I just rolled my eyes at that. Parvis had taught me German 1 and 3. He knew how 'motivated' I was about foreign languages.
We talked for a bit, but mostly about kids I knew from before who were still at school and still on his team. Some were progressing. Some were not. I was just glad to be there talking to the one man who was most responsible for who I had become, outside my father of course. It had been worth the 3,000 mile flight.
"Well," he said suddenly, looking over my shoulder. "Look who else we have here!"
Great.
I sighed and told myself to be glad I had had Parvis to myself for as long as I had. Some other former runner of his must have shown up, probably somebody with kids of their own at the school now, and I was going to lose The Man's undivided attention. That was how these things went, right? You would be talking to the man of the hour, and someone else would come up to 'just say hello', naturally dispacing whomever they had been talking to before, 'just for a moment.' Then someone else would arrive, and the first person would be lost altogether.
I turned politely, feeling preemptively jealous.
Bridget.
She walked up to us, her steps quickening when she saw me. She looked just like I remembered her. Loose jeans and a baggy school hoody, with her flaming red curls pulled up in a messy bun. The bun was a new thing. But to look at her, you would never know the raging beauty she was beneath those clothes.

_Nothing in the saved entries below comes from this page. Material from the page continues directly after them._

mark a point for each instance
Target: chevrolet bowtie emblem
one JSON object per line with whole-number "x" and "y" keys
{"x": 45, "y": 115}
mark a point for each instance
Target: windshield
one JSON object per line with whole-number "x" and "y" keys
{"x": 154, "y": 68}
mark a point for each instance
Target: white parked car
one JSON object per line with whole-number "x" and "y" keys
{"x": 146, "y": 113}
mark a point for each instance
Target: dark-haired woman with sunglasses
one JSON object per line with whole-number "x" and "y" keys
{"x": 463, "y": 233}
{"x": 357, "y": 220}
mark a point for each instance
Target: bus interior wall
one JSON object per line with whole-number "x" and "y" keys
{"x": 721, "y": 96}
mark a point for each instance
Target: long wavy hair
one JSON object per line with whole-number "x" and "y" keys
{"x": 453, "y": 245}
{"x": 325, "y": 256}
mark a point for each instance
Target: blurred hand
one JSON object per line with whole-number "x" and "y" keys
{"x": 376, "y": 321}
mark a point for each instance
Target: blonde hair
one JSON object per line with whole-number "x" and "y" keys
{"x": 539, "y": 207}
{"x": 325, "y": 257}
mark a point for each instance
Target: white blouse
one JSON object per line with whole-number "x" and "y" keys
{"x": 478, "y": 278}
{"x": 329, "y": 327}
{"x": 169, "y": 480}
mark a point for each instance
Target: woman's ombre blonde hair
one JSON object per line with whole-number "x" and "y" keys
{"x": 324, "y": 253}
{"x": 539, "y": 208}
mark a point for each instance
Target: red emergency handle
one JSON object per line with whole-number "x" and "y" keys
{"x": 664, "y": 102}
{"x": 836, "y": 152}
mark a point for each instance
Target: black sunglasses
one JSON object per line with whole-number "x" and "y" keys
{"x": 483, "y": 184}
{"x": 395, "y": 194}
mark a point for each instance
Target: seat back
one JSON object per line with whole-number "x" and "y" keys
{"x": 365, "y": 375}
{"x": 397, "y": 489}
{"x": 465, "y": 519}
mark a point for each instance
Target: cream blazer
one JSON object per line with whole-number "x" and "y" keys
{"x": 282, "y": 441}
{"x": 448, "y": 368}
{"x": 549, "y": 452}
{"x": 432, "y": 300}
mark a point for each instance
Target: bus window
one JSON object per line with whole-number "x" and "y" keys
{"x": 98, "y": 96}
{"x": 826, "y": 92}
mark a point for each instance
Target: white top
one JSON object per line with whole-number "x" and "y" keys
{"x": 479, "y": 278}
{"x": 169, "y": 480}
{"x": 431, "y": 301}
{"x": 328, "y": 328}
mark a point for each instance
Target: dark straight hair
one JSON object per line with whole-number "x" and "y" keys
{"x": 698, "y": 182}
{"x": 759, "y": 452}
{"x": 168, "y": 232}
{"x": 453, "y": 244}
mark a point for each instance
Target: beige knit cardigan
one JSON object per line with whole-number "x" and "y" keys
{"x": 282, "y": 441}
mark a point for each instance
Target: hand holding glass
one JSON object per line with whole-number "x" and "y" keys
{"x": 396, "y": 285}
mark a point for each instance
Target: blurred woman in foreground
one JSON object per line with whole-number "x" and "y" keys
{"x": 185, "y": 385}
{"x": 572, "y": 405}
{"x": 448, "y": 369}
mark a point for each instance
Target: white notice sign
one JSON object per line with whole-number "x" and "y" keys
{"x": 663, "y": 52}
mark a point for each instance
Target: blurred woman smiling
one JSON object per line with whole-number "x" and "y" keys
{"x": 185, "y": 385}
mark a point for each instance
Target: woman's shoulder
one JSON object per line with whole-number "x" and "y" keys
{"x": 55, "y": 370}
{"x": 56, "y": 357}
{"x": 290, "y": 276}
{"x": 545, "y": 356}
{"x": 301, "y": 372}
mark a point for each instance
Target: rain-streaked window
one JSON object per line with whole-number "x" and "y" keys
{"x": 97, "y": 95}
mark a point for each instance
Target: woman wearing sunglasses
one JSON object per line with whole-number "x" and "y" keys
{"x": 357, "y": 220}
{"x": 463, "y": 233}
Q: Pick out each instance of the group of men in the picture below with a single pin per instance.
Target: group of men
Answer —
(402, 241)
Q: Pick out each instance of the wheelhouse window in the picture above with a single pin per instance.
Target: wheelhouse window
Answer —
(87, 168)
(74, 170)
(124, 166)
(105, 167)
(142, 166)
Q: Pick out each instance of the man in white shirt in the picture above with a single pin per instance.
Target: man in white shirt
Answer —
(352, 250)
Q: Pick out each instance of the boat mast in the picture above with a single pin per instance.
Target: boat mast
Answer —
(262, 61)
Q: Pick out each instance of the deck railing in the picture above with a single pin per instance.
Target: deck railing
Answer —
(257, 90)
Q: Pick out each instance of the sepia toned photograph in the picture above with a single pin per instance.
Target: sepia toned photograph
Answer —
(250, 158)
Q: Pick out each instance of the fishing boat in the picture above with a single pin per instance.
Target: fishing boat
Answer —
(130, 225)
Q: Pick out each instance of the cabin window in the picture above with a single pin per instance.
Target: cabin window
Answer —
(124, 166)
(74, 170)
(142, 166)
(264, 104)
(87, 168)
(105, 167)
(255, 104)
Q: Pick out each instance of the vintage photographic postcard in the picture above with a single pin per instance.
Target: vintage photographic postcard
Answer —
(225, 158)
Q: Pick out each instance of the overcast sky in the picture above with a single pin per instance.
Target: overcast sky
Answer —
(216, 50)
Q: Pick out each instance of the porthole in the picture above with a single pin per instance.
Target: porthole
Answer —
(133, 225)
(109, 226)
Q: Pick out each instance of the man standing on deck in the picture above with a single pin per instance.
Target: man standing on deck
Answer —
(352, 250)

My body wanted to respond to seeing her with, um, joy. But my mind already knew what was going on in my friend's life.
"Coach Parvis! I'm so glad I managed to get a train," Bridget said happily. "And how the heck did you find a way to show up all the way from California, Alistaire?"
We traded a look that was... fraught. Then we turned back together to the man we were both here to see. I was not to be displaced after all. The three of us chatted amiably, but there was a distinct tension between Bridget and me. Now I somehow wanted to ditch Parvis and talk only to her. It was pure instinct. But if Bridget and I spoke alone, we would just end up talking about her boyfriend Sammy. I was here for Parvis. And I honestly had zero desire to discuss Bridget's boyfriend regardless.
This was why I don't do jealousy. Jealousy sucks, apparently.
"I heard you made the Penn cross-country team, Bridget," Parvis said. "Did you try for track as well?"